The diagnostic criteria of hypertension used was in accordance with the diagnostic criteria of the "2018 China Guidelines for the Prevention and Treatment of Hypertension"23: systolic blood pressure ≥ 140 mmHg and/or diastolic blood pressure ≥ 90 mmHg and/or a previous history of hypertension diagnosed as hypertension. The diagnosis of HUA was as stated in the "Guidelines for the Diagnosis and Treatment of Hyperuricemia and Gout in China (2019)"24 and HUA was diagnosed when the SUA level was higher than 420 μmol/L for both men and women.

Statistical analysis

SPSS 25.0 (IBM, USA), STATA (version 15.1) and R software (version 4.0.0) with the rms package were used for data processing and statistical analyses. The counts data were represented by n (%), and chi-squared test was used for comparison between groups. Measurement data were represented by \(\overline{x}\) ± SD, and comparisons between groups were performed by Student’s t-test. The model construction and analysis can be divided into three stages:

In the first stage, the method of pure random sampling was used to select 70% of the sample size to form a training set for calculating parameters and building the model, and the remaining 30% of the sample size was used to form a validation set for testing and evaluating the model.

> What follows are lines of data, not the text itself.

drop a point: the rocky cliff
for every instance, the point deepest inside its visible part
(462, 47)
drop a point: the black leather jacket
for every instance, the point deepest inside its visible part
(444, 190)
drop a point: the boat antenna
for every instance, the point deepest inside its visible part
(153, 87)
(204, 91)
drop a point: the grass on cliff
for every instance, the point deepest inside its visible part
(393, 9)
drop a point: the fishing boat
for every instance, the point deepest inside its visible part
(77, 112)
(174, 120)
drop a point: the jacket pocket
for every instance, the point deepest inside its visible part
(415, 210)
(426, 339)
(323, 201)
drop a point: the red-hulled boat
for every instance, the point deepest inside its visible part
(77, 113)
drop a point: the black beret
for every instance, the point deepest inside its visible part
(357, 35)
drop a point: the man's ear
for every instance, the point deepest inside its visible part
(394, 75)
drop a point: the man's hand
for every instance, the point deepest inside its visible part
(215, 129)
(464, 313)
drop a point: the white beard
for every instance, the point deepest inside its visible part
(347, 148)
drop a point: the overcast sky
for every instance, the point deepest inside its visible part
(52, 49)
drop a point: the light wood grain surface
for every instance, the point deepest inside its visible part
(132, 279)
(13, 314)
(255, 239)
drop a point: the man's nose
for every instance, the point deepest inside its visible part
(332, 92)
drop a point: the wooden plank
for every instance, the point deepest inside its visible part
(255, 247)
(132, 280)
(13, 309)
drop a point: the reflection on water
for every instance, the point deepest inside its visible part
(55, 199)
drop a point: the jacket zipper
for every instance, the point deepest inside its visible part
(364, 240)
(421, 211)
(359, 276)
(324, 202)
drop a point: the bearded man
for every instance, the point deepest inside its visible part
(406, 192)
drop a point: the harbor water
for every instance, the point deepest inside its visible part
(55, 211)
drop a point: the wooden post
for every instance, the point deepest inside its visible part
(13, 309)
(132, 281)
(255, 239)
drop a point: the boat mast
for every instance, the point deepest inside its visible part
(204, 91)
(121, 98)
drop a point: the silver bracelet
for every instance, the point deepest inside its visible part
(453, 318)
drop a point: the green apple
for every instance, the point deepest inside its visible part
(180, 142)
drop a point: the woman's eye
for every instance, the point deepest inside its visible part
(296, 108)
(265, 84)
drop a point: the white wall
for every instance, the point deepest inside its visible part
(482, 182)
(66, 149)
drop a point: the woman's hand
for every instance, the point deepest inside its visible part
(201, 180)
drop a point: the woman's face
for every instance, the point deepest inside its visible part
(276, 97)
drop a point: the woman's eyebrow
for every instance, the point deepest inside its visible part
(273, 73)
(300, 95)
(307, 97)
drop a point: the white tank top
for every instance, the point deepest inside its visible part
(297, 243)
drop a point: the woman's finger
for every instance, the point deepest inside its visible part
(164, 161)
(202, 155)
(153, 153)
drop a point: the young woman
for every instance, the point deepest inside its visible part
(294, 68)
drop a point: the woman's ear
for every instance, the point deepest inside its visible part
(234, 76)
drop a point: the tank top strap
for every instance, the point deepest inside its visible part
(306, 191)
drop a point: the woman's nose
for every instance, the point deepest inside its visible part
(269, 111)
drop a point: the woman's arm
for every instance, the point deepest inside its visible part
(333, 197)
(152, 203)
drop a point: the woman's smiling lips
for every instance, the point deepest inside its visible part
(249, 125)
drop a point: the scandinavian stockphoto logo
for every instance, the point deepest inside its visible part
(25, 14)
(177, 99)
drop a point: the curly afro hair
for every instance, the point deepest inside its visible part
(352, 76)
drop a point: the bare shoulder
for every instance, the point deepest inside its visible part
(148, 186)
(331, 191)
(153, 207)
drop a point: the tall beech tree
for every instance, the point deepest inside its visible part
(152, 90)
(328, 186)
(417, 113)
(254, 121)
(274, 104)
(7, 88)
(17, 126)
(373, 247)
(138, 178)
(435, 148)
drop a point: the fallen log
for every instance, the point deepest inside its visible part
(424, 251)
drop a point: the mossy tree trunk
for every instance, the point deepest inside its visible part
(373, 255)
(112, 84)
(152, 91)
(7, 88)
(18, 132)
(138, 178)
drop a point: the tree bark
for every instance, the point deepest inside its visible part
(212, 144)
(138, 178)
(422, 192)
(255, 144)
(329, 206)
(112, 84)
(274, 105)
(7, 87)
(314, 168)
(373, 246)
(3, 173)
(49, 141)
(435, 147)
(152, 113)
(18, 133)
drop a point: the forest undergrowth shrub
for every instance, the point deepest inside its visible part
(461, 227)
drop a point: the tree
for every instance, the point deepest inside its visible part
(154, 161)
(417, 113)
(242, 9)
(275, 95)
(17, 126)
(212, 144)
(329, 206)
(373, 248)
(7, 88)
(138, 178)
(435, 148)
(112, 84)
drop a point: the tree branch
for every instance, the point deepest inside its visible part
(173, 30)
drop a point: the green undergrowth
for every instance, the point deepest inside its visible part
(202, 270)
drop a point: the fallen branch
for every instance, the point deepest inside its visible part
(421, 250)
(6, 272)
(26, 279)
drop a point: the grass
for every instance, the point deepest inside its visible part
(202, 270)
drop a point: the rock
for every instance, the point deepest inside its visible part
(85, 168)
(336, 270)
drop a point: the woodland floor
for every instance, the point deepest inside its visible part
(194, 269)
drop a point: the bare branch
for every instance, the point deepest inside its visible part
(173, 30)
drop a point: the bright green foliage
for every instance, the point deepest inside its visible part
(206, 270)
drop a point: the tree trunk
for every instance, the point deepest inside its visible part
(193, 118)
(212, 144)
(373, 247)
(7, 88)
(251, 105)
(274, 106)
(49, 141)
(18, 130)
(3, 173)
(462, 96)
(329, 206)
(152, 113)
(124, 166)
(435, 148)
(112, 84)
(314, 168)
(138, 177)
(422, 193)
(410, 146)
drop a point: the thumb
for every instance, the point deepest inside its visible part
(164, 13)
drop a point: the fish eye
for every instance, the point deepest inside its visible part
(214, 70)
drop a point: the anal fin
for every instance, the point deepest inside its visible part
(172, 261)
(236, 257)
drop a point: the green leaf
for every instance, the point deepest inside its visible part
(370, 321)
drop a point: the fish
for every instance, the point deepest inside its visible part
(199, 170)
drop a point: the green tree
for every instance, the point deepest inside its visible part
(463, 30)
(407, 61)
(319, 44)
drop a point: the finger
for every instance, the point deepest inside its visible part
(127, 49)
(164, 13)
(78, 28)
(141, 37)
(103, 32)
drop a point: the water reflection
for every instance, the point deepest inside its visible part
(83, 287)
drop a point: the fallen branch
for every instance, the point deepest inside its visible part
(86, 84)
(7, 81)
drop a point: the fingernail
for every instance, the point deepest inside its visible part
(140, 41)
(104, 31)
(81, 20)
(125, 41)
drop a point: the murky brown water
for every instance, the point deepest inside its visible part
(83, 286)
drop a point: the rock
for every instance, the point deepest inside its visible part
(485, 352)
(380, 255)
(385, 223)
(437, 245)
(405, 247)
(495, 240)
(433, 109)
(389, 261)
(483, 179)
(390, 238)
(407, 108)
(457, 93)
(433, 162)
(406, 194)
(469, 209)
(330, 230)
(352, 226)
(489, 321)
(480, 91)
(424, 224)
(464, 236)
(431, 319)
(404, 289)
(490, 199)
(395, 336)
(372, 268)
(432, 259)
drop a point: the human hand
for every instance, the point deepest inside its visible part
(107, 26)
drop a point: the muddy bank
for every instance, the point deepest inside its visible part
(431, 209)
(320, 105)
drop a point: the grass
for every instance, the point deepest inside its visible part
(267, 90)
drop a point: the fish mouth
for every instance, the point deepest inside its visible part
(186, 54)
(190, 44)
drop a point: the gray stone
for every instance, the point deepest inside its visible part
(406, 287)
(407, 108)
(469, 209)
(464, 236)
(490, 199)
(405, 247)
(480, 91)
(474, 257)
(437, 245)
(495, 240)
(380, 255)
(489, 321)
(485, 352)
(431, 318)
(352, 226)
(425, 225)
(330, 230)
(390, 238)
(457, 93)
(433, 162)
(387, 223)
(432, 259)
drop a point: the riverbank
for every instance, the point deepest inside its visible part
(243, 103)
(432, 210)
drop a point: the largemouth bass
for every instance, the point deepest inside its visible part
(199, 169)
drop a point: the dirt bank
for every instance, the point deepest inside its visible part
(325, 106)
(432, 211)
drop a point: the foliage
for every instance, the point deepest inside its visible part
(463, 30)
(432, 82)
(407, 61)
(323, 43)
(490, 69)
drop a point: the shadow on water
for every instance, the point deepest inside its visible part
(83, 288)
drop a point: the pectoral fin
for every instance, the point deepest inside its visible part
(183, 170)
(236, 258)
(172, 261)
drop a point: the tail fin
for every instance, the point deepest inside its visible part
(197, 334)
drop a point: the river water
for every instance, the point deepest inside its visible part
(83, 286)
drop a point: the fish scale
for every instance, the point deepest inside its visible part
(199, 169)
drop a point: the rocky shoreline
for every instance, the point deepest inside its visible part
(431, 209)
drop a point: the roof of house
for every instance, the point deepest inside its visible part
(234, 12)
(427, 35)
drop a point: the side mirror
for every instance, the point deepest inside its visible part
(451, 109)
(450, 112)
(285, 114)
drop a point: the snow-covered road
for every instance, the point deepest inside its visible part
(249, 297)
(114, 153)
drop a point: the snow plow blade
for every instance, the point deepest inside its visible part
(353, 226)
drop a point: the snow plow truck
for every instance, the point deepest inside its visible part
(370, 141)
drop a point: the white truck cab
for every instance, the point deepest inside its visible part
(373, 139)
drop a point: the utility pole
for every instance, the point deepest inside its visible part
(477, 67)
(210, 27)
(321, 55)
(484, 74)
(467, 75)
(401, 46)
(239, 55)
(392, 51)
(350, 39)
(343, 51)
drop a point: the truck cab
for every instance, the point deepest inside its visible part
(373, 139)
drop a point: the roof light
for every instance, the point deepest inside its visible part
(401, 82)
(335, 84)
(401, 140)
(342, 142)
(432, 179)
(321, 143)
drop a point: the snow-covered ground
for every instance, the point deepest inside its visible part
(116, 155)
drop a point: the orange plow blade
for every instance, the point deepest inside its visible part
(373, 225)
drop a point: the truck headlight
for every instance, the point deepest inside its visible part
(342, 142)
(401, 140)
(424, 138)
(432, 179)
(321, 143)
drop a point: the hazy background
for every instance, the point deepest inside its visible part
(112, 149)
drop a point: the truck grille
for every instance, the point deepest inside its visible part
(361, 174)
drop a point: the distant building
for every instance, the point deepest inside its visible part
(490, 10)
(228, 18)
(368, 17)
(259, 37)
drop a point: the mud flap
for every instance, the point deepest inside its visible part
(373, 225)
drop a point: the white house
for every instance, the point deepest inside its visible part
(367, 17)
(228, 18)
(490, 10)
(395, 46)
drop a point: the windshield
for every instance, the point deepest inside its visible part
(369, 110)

In the second stage, two models were constructed. The establishment of a nomogram model: for the training set data, univariate logistic regression analysis was carried out first. Variables with P < 0.05 were further analyzed by multivariate logistic regression analysis. On this basis, the rms package, which offers a variety of tools to build and evaluate regression models in R software, was used to establish a nomogram which could directly display the model. For establishment of the classification tree model, SPSS 25.0 was used for analysis and modeling in the training set, and debugging of the important parameters such maximum tree depth and minimum number of cases. After verification of the training set, when the maximum tree depth = 4, parent node = 200 and child node = 100, the model was deemed to have reached the optimal level.

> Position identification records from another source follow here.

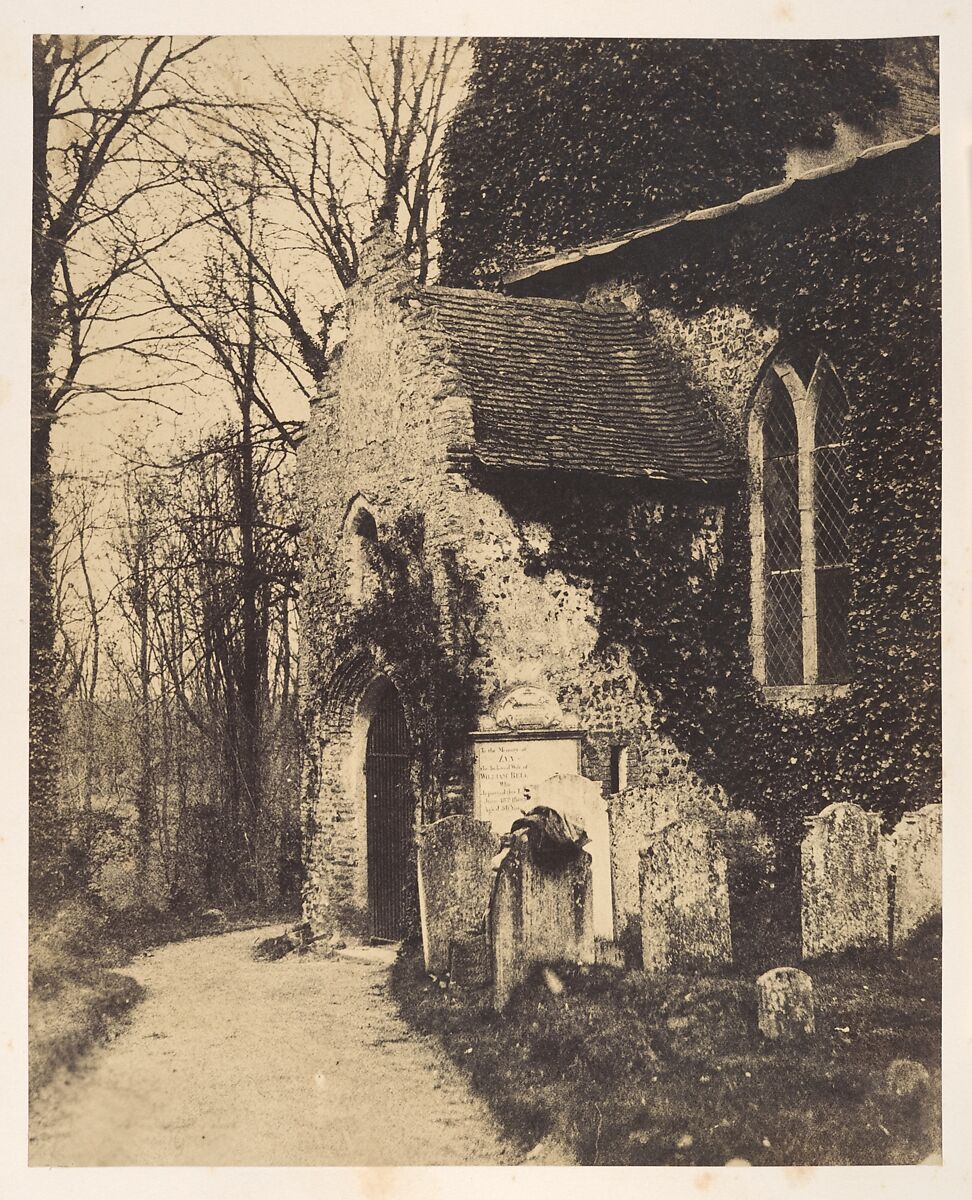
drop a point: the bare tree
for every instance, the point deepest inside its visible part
(328, 177)
(100, 107)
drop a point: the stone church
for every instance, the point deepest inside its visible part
(473, 622)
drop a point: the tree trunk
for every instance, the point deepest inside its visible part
(46, 837)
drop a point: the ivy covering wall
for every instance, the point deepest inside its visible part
(853, 270)
(565, 139)
(424, 637)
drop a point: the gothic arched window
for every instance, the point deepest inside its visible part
(799, 523)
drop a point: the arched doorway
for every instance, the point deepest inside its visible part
(390, 814)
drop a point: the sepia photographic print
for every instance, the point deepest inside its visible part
(485, 603)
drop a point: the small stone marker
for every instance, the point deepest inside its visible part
(684, 899)
(582, 803)
(539, 913)
(454, 882)
(844, 893)
(918, 870)
(785, 1002)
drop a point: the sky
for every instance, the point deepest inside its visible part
(240, 69)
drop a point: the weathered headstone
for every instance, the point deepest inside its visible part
(634, 815)
(454, 882)
(582, 803)
(785, 1003)
(539, 912)
(469, 960)
(844, 889)
(684, 899)
(918, 870)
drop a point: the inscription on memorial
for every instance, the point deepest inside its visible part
(507, 767)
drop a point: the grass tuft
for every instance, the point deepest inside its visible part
(630, 1069)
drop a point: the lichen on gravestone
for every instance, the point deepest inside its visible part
(684, 899)
(454, 861)
(785, 1003)
(918, 871)
(844, 881)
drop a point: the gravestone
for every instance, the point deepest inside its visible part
(684, 899)
(918, 870)
(526, 743)
(844, 881)
(582, 803)
(454, 882)
(785, 1003)
(539, 912)
(469, 960)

The third stage was the evaluation of the models. The receiver operating characteristic (ROC) curves were drawn to analyze the sensitivity and specificity of the two models, and the discriminability of the two models was evaluated by comparing the area under ROC (AUC). Using the rms package and drawing a calibration curve, the accuracy of the prediction of the two models was further evaluated. Finally, in order to determine whether the two models could improve patient prognosis, decision curve analysis (DCA) was drawn to evaluate the clinical practicality of the two models. All statistical tests were two-sided tests, and P < 0.05 was considered as statistically significant.

Ethical approval

This study was approved by Ethical Committee of Guilin Medical University in China (approval number: GLMUIA2019064). All research was performed in accordance with relevant guidelines. Informed consent was obtained from all participants and/or their legal guardians.

Results

Clinical characteristics of the subjects

The clinical characteristics of the population in this study are shown in Table 1. In this study, 2023 HUA patients (1861 males and 162 females) were identified, with an average SUA level of 482.41 ± 52.00 μmol/L, and 7229 non-HUA patients (3471 males and 3758 females), with an average SUA level of 312.52 ± 61.55 μmol/L. There were 6364 and 2888 cases in the training and validation sets, respectively.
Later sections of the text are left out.